L3 Technologies [LLL] on Tuesday reported strong fourth quarter sales but earnings fell due to higher taxes and charges related to its traveling wave tube (TWT) business, and expenses related to its pending merger with Harris Corp. [HRS].
The charge at the TWT business cut $45 million from operating profit, which helped keep the company’s segment operating margin for the year flat at 10.8 percent versus 2017. L3 executives said on the company’s earnings call that they are fixing the TWT issues and that combined with lower pension expenses and ongoing business improvement initiatives expect operating margin to hit 12 percent in 2019.

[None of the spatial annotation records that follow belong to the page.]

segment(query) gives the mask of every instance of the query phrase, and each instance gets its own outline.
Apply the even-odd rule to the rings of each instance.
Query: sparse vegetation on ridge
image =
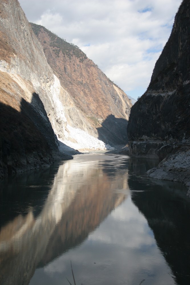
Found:
[[[50,40],[49,45],[54,48],[53,50],[58,57],[59,57],[60,53],[61,51],[63,54],[68,56],[70,60],[73,55],[79,58],[79,62],[83,62],[87,58],[86,55],[77,46],[68,42],[64,39],[60,38],[55,34],[50,32],[42,26],[33,23],[30,23],[30,24],[37,37],[42,29],[47,33]],[[46,43],[46,42],[44,43],[44,43]]]

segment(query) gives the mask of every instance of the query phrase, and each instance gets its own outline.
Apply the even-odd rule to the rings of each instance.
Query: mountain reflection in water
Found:
[[[124,199],[127,170],[122,180],[117,172],[109,179],[97,156],[60,165],[40,214],[35,218],[28,205],[26,215],[21,212],[1,228],[1,284],[28,284],[36,267],[82,242]],[[31,191],[38,185],[32,186]]]
[[[78,155],[1,183],[0,284],[72,283],[71,260],[77,284],[189,284],[189,202],[181,184],[145,176],[156,163]]]

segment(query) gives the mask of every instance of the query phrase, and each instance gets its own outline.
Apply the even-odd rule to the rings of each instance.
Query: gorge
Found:
[[[131,108],[127,126],[130,155],[161,162],[149,170],[150,177],[182,182],[188,187],[190,9],[189,1],[184,0],[149,86]]]
[[[132,105],[0,1],[1,284],[190,283],[189,2]]]
[[[31,24],[43,50],[17,1],[0,5],[1,177],[126,144],[123,91],[77,47]]]

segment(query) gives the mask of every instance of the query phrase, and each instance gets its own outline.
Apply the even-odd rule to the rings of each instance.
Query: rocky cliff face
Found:
[[[51,163],[58,151],[57,138],[60,149],[70,153],[126,142],[123,130],[131,104],[126,94],[78,48],[63,41],[74,48],[64,53],[57,47],[60,39],[40,29],[53,72],[18,1],[1,1],[1,177]],[[120,119],[121,131],[117,127]]]
[[[184,0],[147,89],[132,108],[131,155],[162,160],[190,144],[190,13],[189,1]]]
[[[49,165],[58,144],[40,98],[49,101],[44,90],[53,86],[53,73],[18,1],[1,1],[0,11],[3,177]]]
[[[81,119],[77,122],[75,111],[70,112],[67,119],[70,116],[78,127],[107,144],[126,144],[126,128],[132,106],[126,94],[77,46],[41,26],[30,25],[48,63],[79,112]],[[91,127],[87,129],[87,126]]]

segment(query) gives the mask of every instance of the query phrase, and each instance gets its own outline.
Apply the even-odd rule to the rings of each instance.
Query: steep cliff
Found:
[[[70,153],[126,143],[131,106],[126,95],[78,48],[61,40],[74,49],[58,52],[60,39],[40,27],[53,72],[18,1],[3,0],[0,11],[1,176],[49,164],[58,151],[57,138],[60,150]],[[90,82],[95,70],[96,84],[96,78]]]
[[[58,143],[38,95],[53,73],[18,1],[1,1],[0,11],[2,177],[49,165]]]
[[[132,156],[162,160],[168,154],[177,152],[178,155],[179,148],[184,144],[186,148],[181,151],[189,153],[190,13],[189,1],[184,0],[147,89],[131,109],[127,132]],[[172,167],[169,168],[171,173]],[[167,176],[166,173],[165,179]]]
[[[126,94],[77,46],[41,26],[30,25],[54,73],[81,111],[82,119],[78,120],[78,127],[106,143],[126,144],[132,106]],[[70,114],[73,121],[74,115]],[[87,129],[89,125],[91,127]]]

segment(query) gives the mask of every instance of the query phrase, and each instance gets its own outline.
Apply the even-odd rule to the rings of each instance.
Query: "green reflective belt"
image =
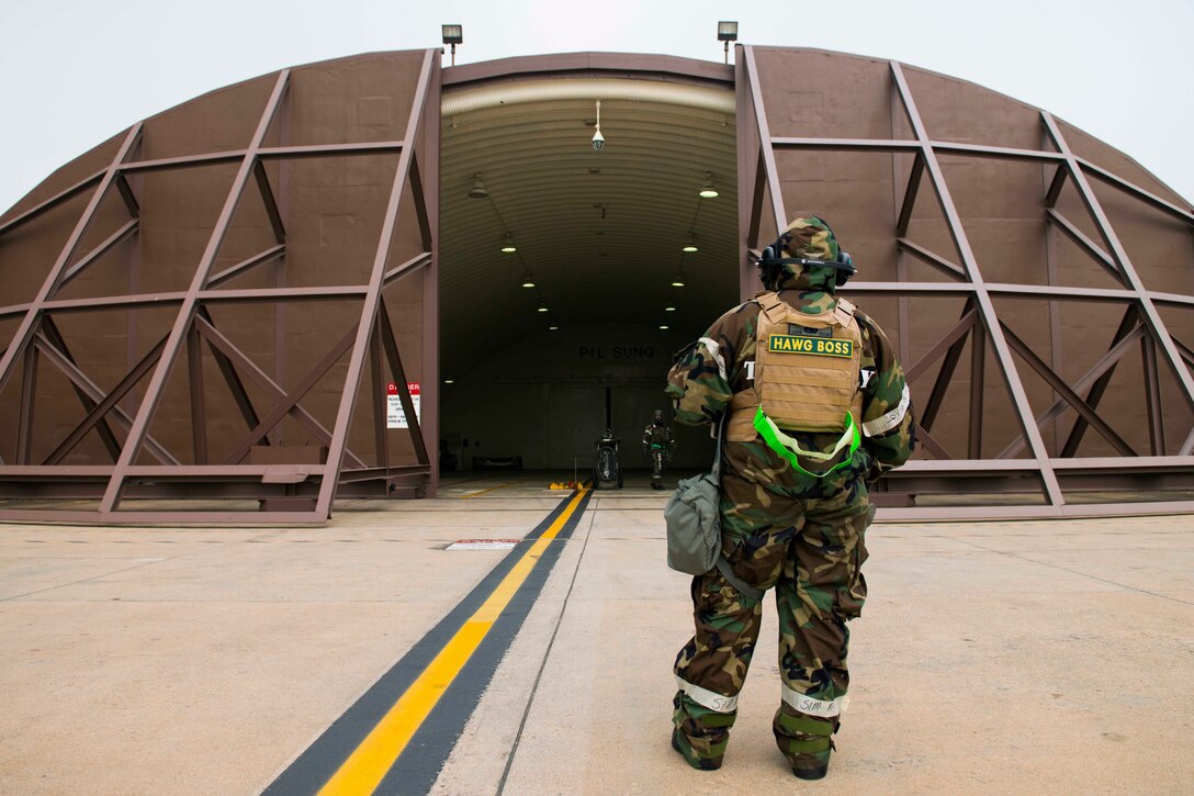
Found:
[[[854,415],[850,412],[845,414],[845,431],[842,434],[842,439],[839,439],[837,445],[833,446],[833,449],[827,453],[821,453],[820,451],[805,451],[801,448],[799,442],[781,431],[780,427],[775,424],[775,421],[763,414],[762,406],[759,406],[758,411],[755,412],[755,430],[758,431],[759,436],[763,437],[763,441],[767,442],[769,448],[790,461],[793,467],[806,476],[812,476],[813,478],[824,478],[831,472],[841,470],[850,464],[854,460],[854,452],[857,451],[858,445],[862,443],[862,435],[858,434],[858,427],[855,424]],[[850,445],[850,455],[825,472],[810,472],[800,466],[800,457],[807,457],[808,459],[814,459],[817,461],[829,461],[841,453],[842,448],[844,448],[847,443]]]

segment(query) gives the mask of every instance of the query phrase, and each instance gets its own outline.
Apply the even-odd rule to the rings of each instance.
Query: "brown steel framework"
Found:
[[[425,434],[419,427],[406,387],[402,357],[399,355],[382,292],[412,274],[430,273],[425,278],[423,301],[425,307],[432,308],[426,325],[435,330],[436,280],[432,235],[436,224],[433,183],[437,163],[433,136],[438,135],[438,54],[436,50],[427,50],[421,54],[414,99],[401,140],[265,146],[267,131],[273,125],[284,123],[284,120],[279,120],[279,114],[291,86],[291,71],[287,69],[277,74],[256,133],[246,148],[137,160],[134,155],[142,143],[142,124],[139,123],[124,136],[119,151],[106,169],[0,226],[0,235],[12,233],[63,206],[73,197],[90,191],[91,198],[86,208],[36,298],[27,304],[0,307],[0,319],[20,318],[19,326],[0,359],[0,390],[18,368],[23,372],[20,412],[17,418],[17,459],[13,463],[0,460],[0,497],[69,498],[86,501],[91,506],[85,509],[38,510],[14,504],[0,510],[0,519],[113,523],[321,522],[330,516],[337,495],[384,497],[395,491],[423,495],[429,488],[433,488],[433,464],[427,454]],[[429,108],[432,109],[430,114],[425,112]],[[420,134],[427,139],[425,152],[430,154],[425,157],[424,167],[431,174],[431,185],[425,184],[416,154],[417,137]],[[285,214],[275,198],[266,164],[378,154],[396,155],[396,169],[367,281],[330,287],[251,289],[223,287],[234,278],[287,257]],[[185,290],[96,299],[61,298],[60,293],[68,283],[84,275],[121,241],[139,233],[141,204],[131,186],[134,177],[214,164],[236,164],[238,171],[195,268],[190,286]],[[251,183],[256,183],[259,190],[275,244],[239,264],[214,273],[221,246],[229,234],[233,219]],[[119,192],[129,220],[85,256],[79,257],[80,246],[96,222],[98,209],[112,191]],[[404,198],[411,202],[417,214],[423,251],[394,265],[390,263],[392,249],[399,222],[399,208]],[[271,378],[254,363],[250,355],[221,331],[211,314],[214,307],[230,304],[276,308],[283,305],[312,306],[328,301],[356,302],[359,310],[343,336],[332,343],[326,353],[322,353],[321,359],[310,366],[309,372],[290,388],[278,384],[276,378]],[[101,390],[72,356],[55,319],[72,312],[113,310],[134,312],[148,307],[170,307],[177,313],[170,332],[161,337],[115,387]],[[426,344],[433,347],[435,332],[432,331],[429,337]],[[205,382],[204,348],[208,349],[208,356],[215,361],[220,380],[235,403],[245,425],[240,431],[242,436],[232,447],[230,453],[221,457],[221,461],[213,460],[209,447],[211,428],[207,402],[210,393]],[[184,354],[189,355],[184,357]],[[334,424],[332,428],[326,428],[302,406],[302,402],[333,366],[339,363],[343,367],[345,356],[347,368],[339,406],[334,415]],[[167,380],[181,359],[187,362],[193,463],[187,463],[181,454],[172,453],[166,445],[148,433],[162,400]],[[37,408],[35,400],[37,373],[43,360],[70,381],[85,417],[49,455],[35,461],[31,459],[31,441]],[[431,400],[435,399],[433,362],[435,357],[430,357],[423,375],[424,381],[430,382],[427,392]],[[147,376],[148,382],[141,390],[140,398],[134,398],[134,388]],[[246,387],[246,381],[253,385],[252,391]],[[414,460],[408,464],[394,463],[389,454],[390,440],[387,437],[386,405],[382,398],[386,384],[389,381],[399,386],[400,399],[408,418],[408,430],[402,433],[408,436],[413,449]],[[375,442],[375,449],[365,455],[351,451],[347,445],[353,410],[363,384],[373,394]],[[267,396],[272,405],[263,408],[260,398],[254,402],[251,392]],[[129,402],[131,409],[122,405]],[[318,445],[297,454],[294,451],[278,449],[277,446],[271,452],[267,435],[287,417],[291,417]],[[123,435],[123,440],[118,439],[113,427]],[[111,464],[63,465],[62,460],[93,431],[101,439]],[[435,439],[433,434],[432,428],[429,439]],[[315,454],[312,454],[312,451]],[[142,454],[155,460],[155,464],[142,463]],[[148,510],[124,510],[125,503],[122,501],[129,497],[248,498],[258,501],[261,510],[196,512],[193,507],[161,509],[156,508],[156,503],[150,504],[154,508]]]
[[[759,246],[764,224],[782,228],[788,214],[784,209],[784,186],[781,170],[776,165],[778,152],[842,152],[891,153],[913,158],[907,173],[903,197],[897,202],[899,212],[893,219],[892,235],[900,256],[910,256],[933,267],[949,277],[948,282],[905,281],[854,282],[849,294],[861,296],[898,296],[900,349],[905,360],[907,378],[913,393],[923,386],[936,367],[936,379],[927,392],[927,399],[917,402],[917,437],[922,452],[928,457],[909,463],[897,471],[885,484],[888,494],[880,496],[888,508],[884,515],[903,519],[934,519],[958,516],[1081,516],[1093,514],[1133,514],[1162,512],[1194,512],[1194,502],[1187,496],[1181,500],[1155,502],[1106,501],[1075,503],[1067,495],[1084,491],[1128,491],[1149,495],[1164,489],[1190,490],[1194,488],[1194,428],[1186,430],[1180,449],[1167,449],[1163,430],[1163,406],[1161,400],[1161,373],[1168,369],[1177,381],[1178,400],[1194,408],[1194,366],[1190,348],[1170,336],[1158,313],[1158,305],[1192,307],[1194,299],[1188,295],[1159,293],[1146,289],[1132,264],[1127,251],[1116,237],[1100,200],[1091,188],[1090,178],[1114,186],[1133,200],[1168,214],[1189,227],[1194,225],[1194,213],[1178,207],[1149,191],[1121,179],[1071,151],[1060,127],[1053,117],[1040,111],[1040,125],[1046,147],[1021,149],[1010,147],[979,146],[934,141],[917,110],[916,99],[909,88],[904,68],[890,62],[893,127],[901,114],[911,125],[910,140],[894,135],[891,140],[832,139],[832,137],[782,137],[769,131],[768,114],[763,100],[757,48],[743,47],[738,60],[738,124],[739,124],[739,195],[741,229],[747,247]],[[959,210],[950,195],[940,158],[942,155],[1002,159],[1040,164],[1051,170],[1048,189],[1041,202],[1040,214],[1050,227],[1066,235],[1079,246],[1095,267],[1109,273],[1122,287],[1118,289],[1073,288],[1051,283],[1047,288],[1035,284],[991,283],[984,280],[964,227]],[[937,206],[948,224],[949,237],[960,263],[930,251],[910,240],[907,235],[913,206],[923,190],[924,177]],[[1066,183],[1077,190],[1082,204],[1097,227],[1103,246],[1093,241],[1076,225],[1057,209],[1057,201]],[[769,196],[769,207],[768,200]],[[764,220],[764,212],[771,218]],[[753,273],[744,261],[743,293],[752,289]],[[912,323],[909,301],[916,296],[960,296],[965,300],[958,323],[935,345],[915,351],[910,356],[906,330]],[[992,298],[1047,298],[1051,306],[1057,302],[1106,302],[1119,320],[1119,329],[1109,349],[1098,362],[1079,379],[1067,382],[1051,368],[1033,348],[1017,337],[1005,320],[996,312]],[[942,404],[952,388],[955,368],[964,348],[971,341],[971,378],[961,388],[970,412],[968,435],[956,440],[966,449],[965,458],[954,458],[946,440],[934,436],[934,424]],[[1014,416],[1018,421],[1018,437],[993,458],[983,455],[984,374],[989,367],[987,347],[995,354],[993,367],[1011,394]],[[1139,347],[1144,356],[1144,404],[1149,423],[1149,455],[1140,455],[1116,434],[1107,417],[1100,414],[1100,400],[1116,365],[1133,347]],[[1016,356],[1032,372],[1042,378],[1054,391],[1055,402],[1044,412],[1034,415],[1021,381]],[[956,390],[956,387],[953,387]],[[1061,416],[1073,410],[1077,414],[1063,447],[1050,454],[1042,430],[1058,423]],[[1093,428],[1116,451],[1119,457],[1078,458],[1076,451],[1085,431]],[[1028,451],[1028,458],[1016,459]],[[917,506],[916,497],[934,492],[995,492],[983,501],[984,506]],[[1003,496],[1001,497],[999,494]],[[1016,496],[1020,496],[1017,500]],[[1035,496],[1035,500],[1034,500]],[[1040,501],[1044,497],[1044,501]]]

L3 Chairman, President and CEO Christopher Kubasik said on the call that the company is “very confident” on the margin improvement this year.
Sales in the quarter rose 8 percent to $2.8 billion from $2.6 billion a year ago, with 7 percent of the gain organic. Net income slipped 15 percent to $226 million, $2.83 earnings per share (EPS), from $267 million ($3.34 EPS) a year ago.
Excluding debt retirement charges, merger and acquisition related expenses, and gains from business divestitures, adjusted earnings fell 7 percent to $247 million ($3.10 EPS), topping consensus estimates of $2.71 EPS. Free cash flow was $664 million.
Sales and operating profits were up double digits in the Intelligence, Surveillance and Reconnaissance Systems, and the Electronic Systems segments and down in the Communications and Networked Systems segment on the TWT business.
For all of 2018, sales were up 7 percent to $10.2 billion from $9.6 billion in 2017, with substantially all of the growth organic. Net income was up 6 percent to $800 million ($10.05 EPS) from $753 million ($9.46 EPS), and adjusted income was $856 million ($10.75 EPS). Free cash flow was $935 million.
Orders in the quarter were $3 billion and for 2018 $11.6 billion. L3’s funded backlog at the end of 2018 stood at $9.7 billion, up 14 percent from $8.5 billion a year ago.
In 2019, L3 expects sales of about $10.8 billion, a 5 percent increase over 2018 with upside to the top line guidance given the strong order flow in 2018 and backlog, Ralph D’Ambrosio, the company’s chief financial officer, said on the call. Free cash flow is expected to exceed $1 billion.
D’Ambrosio said orders in 2019 will exceed sales for a book-to-bill ratio that approaches 1.1 times sales.